Essa compreensão ontológica mais geral do homem nos encaminha para a sua realidade cotidiana e, consequentemente, para a reflexão sobre a sua formação. É aqui que o debate educacional em Buber começa a assumir seus contornos, uma vez que a tarefa principal de cada ser humano é “a concretização única e específica de suas potencialidades, e não a repetição de algo que um outro, ainda que seja o maior, já tenha feito” (BUBER, 2011, p. 17). É assim que Martin Buber encara a realidade humana: na forma de uma exigência constantemente renovada de encontrar e assumir a si mesmo, em sua essência singular. É dessa forma que sua especial tarefa do Ser pode ser cumprida e os mundos podem se aproximar. Trazemos mais uma citação elucidativa sobre tal afirmação, encontrada nos ensinamentos chassídicos:

Certa vez, o sábio rabi Bunam, idoso e quase cego, disse: “Não quero trocar de lugar com o patriarca Abraão. Qual a vantagem para Deus se o substituto do patriarca Abraão fosse como o cego Bunam e o cego Bunam fosse como Abraão?”. E o mesmo foi dito, com uma ênfase ainda maior, pelo rabi Sussja, ao falar pouco antes da morte: “No próximo mundo, ninguém vai me perguntar: ‘Por que você não foi Moisés?’ Vão me perguntar: ‘Por que você não foi Sussja?’” (BUBER, 2011, p. 17).

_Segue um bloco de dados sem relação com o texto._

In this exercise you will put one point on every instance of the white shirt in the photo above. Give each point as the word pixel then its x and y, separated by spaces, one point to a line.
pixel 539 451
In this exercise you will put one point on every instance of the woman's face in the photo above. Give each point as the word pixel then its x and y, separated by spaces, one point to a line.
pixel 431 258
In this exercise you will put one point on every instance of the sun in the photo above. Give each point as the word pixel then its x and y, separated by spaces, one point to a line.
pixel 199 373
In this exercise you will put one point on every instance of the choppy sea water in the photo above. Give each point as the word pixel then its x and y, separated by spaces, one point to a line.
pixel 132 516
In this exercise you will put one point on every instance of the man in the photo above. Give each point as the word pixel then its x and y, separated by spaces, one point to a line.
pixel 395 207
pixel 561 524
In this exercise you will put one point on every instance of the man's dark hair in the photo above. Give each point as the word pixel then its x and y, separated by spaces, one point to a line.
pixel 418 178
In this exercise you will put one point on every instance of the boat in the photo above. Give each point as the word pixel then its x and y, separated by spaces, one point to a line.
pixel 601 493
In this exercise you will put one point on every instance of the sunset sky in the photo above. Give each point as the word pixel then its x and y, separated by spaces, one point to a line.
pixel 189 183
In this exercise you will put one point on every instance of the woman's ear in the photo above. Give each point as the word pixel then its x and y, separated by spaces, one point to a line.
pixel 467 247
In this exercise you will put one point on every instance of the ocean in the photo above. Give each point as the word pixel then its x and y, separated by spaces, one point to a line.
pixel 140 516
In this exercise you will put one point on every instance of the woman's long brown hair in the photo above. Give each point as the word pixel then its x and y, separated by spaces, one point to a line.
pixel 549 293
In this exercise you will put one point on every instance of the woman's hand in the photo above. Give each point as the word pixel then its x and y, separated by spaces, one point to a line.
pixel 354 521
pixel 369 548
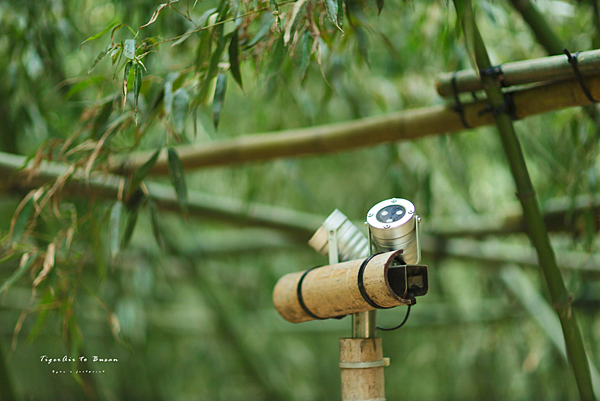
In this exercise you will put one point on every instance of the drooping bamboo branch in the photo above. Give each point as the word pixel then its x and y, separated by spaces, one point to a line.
pixel 531 210
pixel 406 125
pixel 559 214
pixel 544 69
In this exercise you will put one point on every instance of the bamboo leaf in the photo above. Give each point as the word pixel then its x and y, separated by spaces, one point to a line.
pixel 96 36
pixel 129 49
pixel 277 56
pixel 129 228
pixel 181 102
pixel 39 322
pixel 137 85
pixel 102 54
pixel 265 27
pixel 155 14
pixel 219 98
pixel 47 265
pixel 26 260
pixel 275 11
pixel 331 7
pixel 23 217
pixel 143 171
pixel 292 23
pixel 155 223
pixel 363 44
pixel 306 53
pixel 340 16
pixel 178 179
pixel 82 85
pixel 115 29
pixel 115 229
pixel 219 33
pixel 168 92
pixel 101 120
pixel 234 61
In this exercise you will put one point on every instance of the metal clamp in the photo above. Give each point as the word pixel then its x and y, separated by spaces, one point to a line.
pixel 365 365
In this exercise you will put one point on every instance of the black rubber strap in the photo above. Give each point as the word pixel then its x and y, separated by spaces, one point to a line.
pixel 361 285
pixel 572 59
pixel 301 300
pixel 494 71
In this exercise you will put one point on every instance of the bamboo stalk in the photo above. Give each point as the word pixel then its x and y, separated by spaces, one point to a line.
pixel 538 24
pixel 299 225
pixel 531 212
pixel 7 390
pixel 544 69
pixel 405 125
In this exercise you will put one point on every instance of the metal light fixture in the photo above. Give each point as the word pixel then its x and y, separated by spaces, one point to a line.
pixel 394 225
pixel 356 280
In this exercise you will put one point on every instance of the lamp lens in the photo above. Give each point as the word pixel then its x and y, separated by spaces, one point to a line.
pixel 390 214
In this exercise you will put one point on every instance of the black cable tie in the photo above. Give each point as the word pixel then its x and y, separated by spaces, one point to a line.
pixel 507 107
pixel 301 300
pixel 413 302
pixel 458 107
pixel 572 59
pixel 361 285
pixel 494 71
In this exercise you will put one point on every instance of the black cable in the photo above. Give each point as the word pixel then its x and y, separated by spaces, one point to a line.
pixel 400 325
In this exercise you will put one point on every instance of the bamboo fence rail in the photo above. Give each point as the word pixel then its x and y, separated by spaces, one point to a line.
pixel 299 226
pixel 405 125
pixel 555 68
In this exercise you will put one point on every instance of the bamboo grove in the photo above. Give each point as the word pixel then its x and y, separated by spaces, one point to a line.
pixel 150 105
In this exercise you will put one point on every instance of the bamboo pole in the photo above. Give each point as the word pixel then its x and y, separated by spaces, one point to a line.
pixel 300 226
pixel 331 138
pixel 544 69
pixel 540 27
pixel 531 210
pixel 362 363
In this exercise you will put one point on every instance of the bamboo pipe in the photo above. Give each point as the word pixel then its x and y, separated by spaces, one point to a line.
pixel 410 124
pixel 555 68
pixel 334 290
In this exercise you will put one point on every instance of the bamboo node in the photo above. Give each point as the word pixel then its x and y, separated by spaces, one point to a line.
pixel 507 107
pixel 458 107
pixel 565 303
pixel 572 59
pixel 494 71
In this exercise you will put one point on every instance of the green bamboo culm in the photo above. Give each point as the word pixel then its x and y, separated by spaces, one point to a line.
pixel 540 27
pixel 7 391
pixel 531 211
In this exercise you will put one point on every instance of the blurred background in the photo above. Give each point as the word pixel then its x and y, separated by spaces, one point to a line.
pixel 193 319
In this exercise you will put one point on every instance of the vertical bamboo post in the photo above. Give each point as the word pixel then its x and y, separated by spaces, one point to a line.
pixel 536 228
pixel 362 363
pixel 361 359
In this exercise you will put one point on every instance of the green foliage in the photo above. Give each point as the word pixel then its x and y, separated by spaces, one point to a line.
pixel 111 278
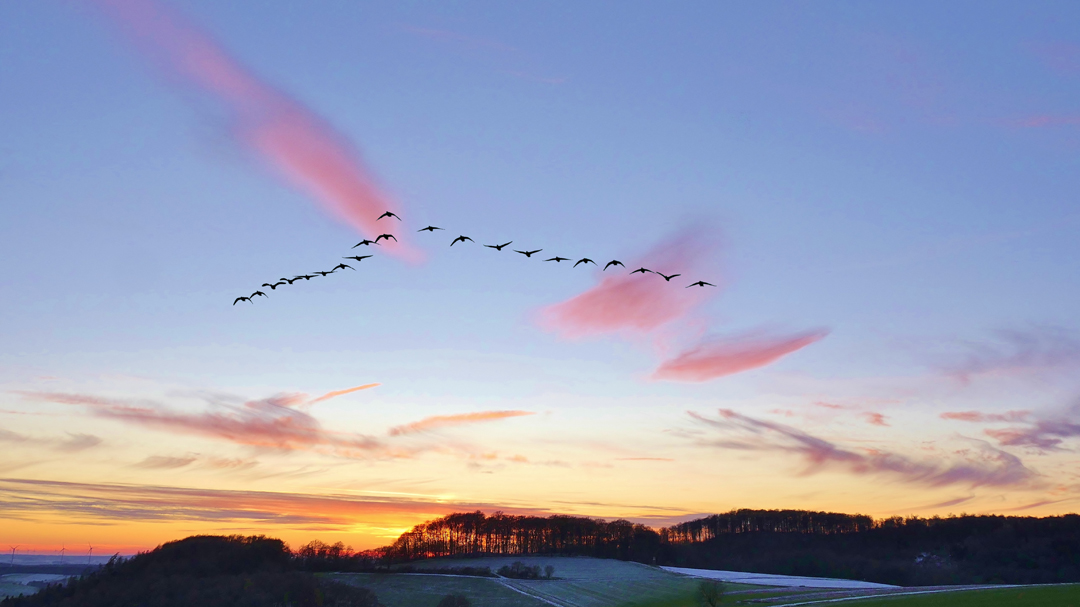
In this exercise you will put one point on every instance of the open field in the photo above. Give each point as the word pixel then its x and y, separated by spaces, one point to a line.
pixel 594 582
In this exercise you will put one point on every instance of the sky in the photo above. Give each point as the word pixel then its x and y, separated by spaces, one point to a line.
pixel 881 198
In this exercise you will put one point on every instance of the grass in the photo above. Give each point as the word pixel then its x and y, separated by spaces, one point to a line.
pixel 405 590
pixel 1065 595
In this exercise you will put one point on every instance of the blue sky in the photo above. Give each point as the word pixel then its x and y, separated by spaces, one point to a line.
pixel 902 175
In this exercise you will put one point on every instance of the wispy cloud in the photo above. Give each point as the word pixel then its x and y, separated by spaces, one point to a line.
pixel 988 467
pixel 337 393
pixel 639 304
pixel 459 419
pixel 1018 351
pixel 292 138
pixel 717 358
pixel 271 422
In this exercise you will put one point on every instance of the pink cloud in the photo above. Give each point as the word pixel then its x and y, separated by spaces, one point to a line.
pixel 988 467
pixel 293 139
pixel 714 359
pixel 875 418
pixel 446 420
pixel 643 302
pixel 1017 415
pixel 269 422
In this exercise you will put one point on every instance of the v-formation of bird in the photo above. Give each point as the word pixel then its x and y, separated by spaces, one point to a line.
pixel 461 239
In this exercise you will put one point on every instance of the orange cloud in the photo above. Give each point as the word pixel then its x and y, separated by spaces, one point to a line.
pixel 445 420
pixel 299 145
pixel 717 359
pixel 337 393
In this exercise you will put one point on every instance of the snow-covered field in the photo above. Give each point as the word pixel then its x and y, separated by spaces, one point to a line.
pixel 769 579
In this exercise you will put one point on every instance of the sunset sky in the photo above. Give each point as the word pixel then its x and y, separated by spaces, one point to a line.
pixel 885 196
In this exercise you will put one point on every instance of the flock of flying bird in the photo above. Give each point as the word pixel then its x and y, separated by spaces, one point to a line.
pixel 462 239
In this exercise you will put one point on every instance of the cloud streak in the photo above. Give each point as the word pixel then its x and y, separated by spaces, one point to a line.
pixel 986 468
pixel 714 358
pixel 436 421
pixel 271 422
pixel 291 138
pixel 637 304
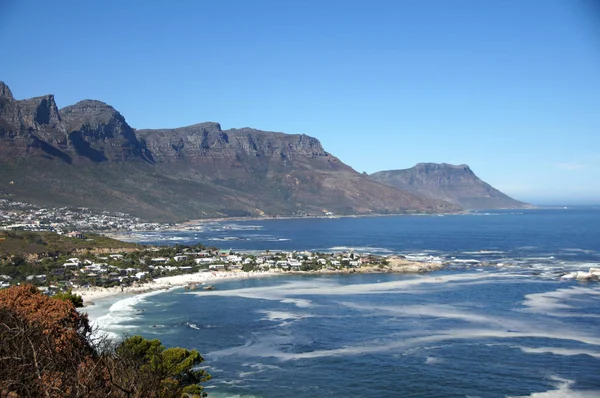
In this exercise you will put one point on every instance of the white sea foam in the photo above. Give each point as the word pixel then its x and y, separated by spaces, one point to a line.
pixel 266 349
pixel 120 313
pixel 559 351
pixel 408 284
pixel 563 391
pixel 433 360
pixel 282 315
pixel 550 303
pixel 482 252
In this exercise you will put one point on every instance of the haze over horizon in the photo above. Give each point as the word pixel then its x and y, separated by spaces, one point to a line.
pixel 510 88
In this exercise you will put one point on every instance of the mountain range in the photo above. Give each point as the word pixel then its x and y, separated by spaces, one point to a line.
pixel 87 155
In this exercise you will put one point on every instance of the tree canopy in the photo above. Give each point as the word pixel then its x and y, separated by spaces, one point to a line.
pixel 47 349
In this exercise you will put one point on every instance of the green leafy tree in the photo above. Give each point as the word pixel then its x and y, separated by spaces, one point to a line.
pixel 168 372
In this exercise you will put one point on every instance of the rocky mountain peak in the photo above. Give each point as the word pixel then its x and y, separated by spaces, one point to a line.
pixel 5 91
pixel 99 132
pixel 40 112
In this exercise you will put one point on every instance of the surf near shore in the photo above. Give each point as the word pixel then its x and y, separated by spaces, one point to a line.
pixel 91 294
pixel 395 265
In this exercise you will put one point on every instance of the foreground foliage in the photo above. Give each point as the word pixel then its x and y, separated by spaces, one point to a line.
pixel 47 349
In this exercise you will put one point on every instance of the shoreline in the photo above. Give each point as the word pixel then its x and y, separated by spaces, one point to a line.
pixel 396 266
pixel 165 283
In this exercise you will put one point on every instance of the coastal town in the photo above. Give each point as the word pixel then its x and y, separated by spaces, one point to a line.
pixel 132 267
pixel 30 217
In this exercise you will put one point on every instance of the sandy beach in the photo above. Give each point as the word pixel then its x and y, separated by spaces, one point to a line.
pixel 395 265
pixel 94 293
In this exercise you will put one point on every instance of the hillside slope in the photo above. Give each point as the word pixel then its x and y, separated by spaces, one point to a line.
pixel 455 184
pixel 87 155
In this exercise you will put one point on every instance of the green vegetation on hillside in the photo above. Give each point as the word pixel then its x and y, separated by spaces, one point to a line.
pixel 20 243
pixel 48 349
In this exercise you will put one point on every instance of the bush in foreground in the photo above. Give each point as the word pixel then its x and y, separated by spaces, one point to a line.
pixel 47 349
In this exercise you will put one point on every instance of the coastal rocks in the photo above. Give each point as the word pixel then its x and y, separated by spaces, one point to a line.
pixel 400 264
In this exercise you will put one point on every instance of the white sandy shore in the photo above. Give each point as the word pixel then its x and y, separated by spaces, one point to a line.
pixel 167 282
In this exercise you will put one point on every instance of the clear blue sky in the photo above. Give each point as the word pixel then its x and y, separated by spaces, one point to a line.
pixel 510 87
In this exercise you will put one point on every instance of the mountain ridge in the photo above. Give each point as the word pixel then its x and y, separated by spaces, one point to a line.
pixel 87 154
pixel 456 184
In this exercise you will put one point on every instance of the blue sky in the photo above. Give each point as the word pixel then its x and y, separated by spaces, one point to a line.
pixel 510 87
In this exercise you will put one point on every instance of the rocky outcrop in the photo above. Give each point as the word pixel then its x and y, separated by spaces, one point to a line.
pixel 454 184
pixel 99 133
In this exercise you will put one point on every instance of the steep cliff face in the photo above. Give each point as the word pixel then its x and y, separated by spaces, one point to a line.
pixel 455 184
pixel 207 141
pixel 30 127
pixel 87 155
pixel 99 133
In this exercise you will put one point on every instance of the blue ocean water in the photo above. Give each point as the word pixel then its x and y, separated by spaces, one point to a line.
pixel 499 322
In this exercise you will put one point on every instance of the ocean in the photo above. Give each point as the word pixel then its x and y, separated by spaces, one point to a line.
pixel 497 322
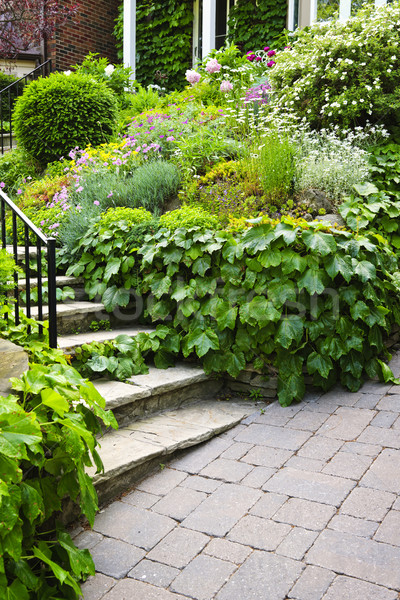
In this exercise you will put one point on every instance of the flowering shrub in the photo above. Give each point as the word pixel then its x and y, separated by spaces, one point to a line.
pixel 343 73
pixel 117 77
pixel 188 217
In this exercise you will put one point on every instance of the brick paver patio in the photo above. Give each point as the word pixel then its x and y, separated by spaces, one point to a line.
pixel 298 503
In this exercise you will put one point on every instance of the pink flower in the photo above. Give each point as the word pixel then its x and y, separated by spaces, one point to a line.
pixel 226 86
pixel 213 66
pixel 192 76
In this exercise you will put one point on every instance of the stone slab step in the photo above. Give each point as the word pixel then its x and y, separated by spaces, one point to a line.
pixel 74 316
pixel 13 362
pixel 70 342
pixel 159 390
pixel 61 281
pixel 134 450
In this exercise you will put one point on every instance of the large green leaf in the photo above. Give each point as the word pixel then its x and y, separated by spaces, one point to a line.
pixel 55 401
pixel 80 560
pixel 202 341
pixel 259 311
pixel 289 330
pixel 321 363
pixel 313 281
pixel 226 315
pixel 280 292
pixel 323 243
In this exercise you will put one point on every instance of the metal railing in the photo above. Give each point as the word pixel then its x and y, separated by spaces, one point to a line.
pixel 8 96
pixel 24 253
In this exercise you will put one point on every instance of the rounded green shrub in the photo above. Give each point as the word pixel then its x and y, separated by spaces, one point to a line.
pixel 61 112
pixel 343 74
pixel 188 217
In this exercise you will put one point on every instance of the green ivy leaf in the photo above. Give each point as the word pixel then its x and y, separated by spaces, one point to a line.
pixel 114 297
pixel 320 363
pixel 313 281
pixel 289 330
pixel 112 267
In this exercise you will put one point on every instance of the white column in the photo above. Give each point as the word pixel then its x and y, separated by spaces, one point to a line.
pixel 344 10
pixel 130 35
pixel 208 26
pixel 313 10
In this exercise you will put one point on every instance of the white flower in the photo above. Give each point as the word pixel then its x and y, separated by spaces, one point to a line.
pixel 109 70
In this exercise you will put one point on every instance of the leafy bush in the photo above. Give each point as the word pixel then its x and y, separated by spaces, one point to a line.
pixel 61 112
pixel 154 183
pixel 15 167
pixel 274 166
pixel 291 294
pixel 47 440
pixel 161 25
pixel 7 269
pixel 254 24
pixel 189 217
pixel 6 80
pixel 116 77
pixel 330 163
pixel 130 216
pixel 343 73
pixel 105 255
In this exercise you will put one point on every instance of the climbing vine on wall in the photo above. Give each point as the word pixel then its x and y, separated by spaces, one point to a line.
pixel 164 31
pixel 255 23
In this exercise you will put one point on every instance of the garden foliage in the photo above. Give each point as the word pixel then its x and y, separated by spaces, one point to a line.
pixel 343 74
pixel 61 112
pixel 47 439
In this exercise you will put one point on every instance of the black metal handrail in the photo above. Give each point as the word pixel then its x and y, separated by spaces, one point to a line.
pixel 41 242
pixel 11 92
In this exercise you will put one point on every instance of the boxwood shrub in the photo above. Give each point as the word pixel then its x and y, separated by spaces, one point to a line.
pixel 61 112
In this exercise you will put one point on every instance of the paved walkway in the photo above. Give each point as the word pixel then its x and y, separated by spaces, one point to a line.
pixel 295 503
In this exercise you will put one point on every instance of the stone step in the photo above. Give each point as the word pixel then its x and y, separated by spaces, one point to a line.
pixel 69 343
pixel 159 390
pixel 74 317
pixel 133 451
pixel 13 362
pixel 61 281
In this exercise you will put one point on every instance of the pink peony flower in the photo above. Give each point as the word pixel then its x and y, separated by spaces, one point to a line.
pixel 226 86
pixel 213 66
pixel 192 76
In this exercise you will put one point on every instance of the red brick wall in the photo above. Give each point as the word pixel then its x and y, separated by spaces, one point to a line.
pixel 89 31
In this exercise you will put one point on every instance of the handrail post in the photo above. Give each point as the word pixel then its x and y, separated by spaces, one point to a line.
pixel 52 291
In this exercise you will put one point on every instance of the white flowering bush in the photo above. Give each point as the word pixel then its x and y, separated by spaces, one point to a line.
pixel 331 163
pixel 343 73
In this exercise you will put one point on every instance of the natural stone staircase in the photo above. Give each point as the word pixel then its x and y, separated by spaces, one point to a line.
pixel 158 413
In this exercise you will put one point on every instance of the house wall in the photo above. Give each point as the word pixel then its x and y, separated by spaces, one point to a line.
pixel 89 31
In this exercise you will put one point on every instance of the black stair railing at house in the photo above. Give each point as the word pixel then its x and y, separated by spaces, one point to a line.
pixel 41 242
pixel 8 97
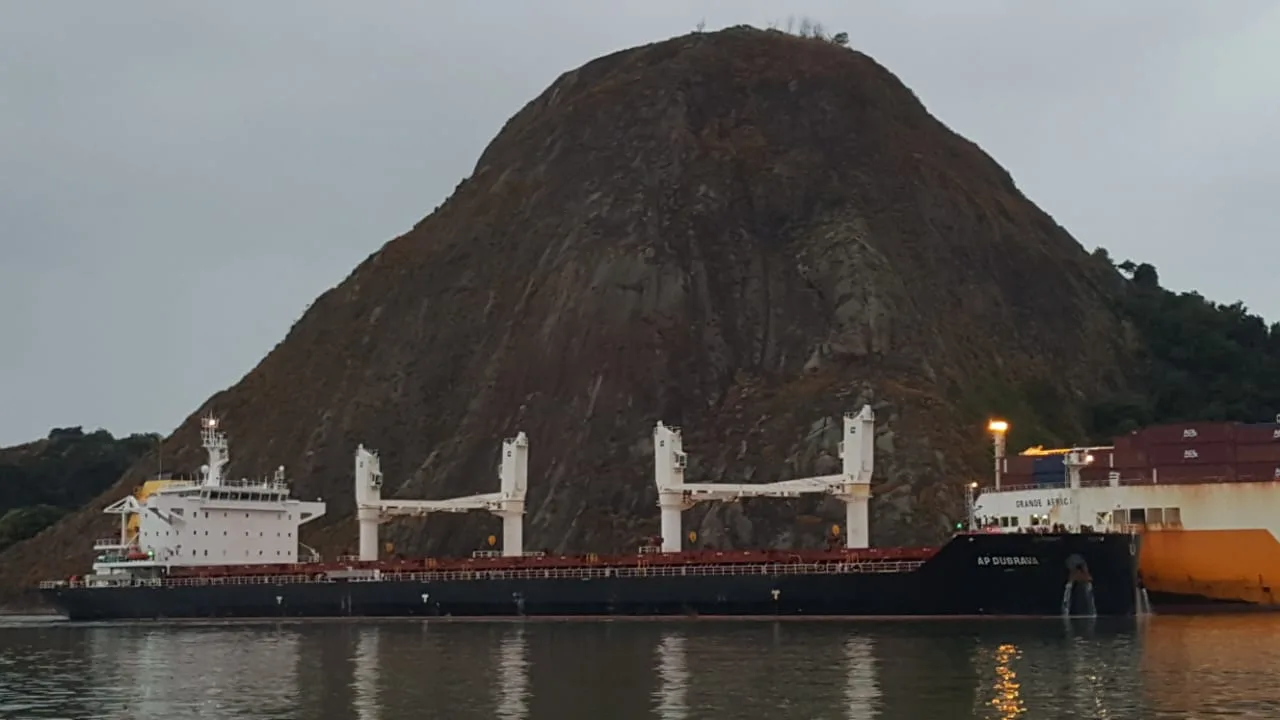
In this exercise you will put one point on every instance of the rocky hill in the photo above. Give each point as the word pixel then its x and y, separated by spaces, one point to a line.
pixel 745 233
pixel 42 481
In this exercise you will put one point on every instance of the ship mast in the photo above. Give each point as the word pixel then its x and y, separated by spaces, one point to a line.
pixel 851 486
pixel 215 445
pixel 508 502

Dessa forma, o “humanamente correto é, pois, o serviço do indivíduo que realiza a verdadeira individualidade” (BUBER apud SANTIAGO, 2008, p. 207). O humanamente correto, a essência que nos caracteriza como humanos, reside justamente nessa aproximação e assunção cotidiana de nossa singularidade. É assim que Buber entende que nos tornamos mais humanos. Portanto, algumas questões nos auxiliam a cada momento de nossa existência: como posso ser mais eu mesmo em minha singularidade? O que identifico como primordial nas diversas situações que a vida me proporciona? Qual é a resposta essencial do meu ser ao presente momento/contexto?

Esse processo de tornar-se mais humano – mais próximo à sua própria essência – é denominado por Buber de processo de atualização. Ou seja, por alguns motivos, afastamo-nos de nossa essência singular, mas podemos – e devemos – buscar nos atualizar diante de nós mesmos, atualizar a nossa essência, encontrarmos conosco mesmos, atualizarmo-nos com nossas características pessoais, com o nosso eu profundo (RÖHR, 2001). Independente do quanto um homem esteja distante de si mesmo, ou seja, que viva de acordo com uma aparência ou com os impulsos mais superficiais, Buber (2011) defende que há sempre a possibilidade de que ele seja redimido, que ele encontre o seu caminho próprio. Basta que ele identifique e se comprometa, a cada momento, com aquilo que é mais humano a ser feito. Isso significa corresponder à sua essência mais íntima, concretizar sua existência singular onde quer que se encontre. Resumidamente, esse é o processo de formação humana para Buber. No próximo capítulo, abordamos o seu pensamento educacional e nos aproximamos da relação pedagógica que emerge a partir do imbricamento dos elementos apresentados.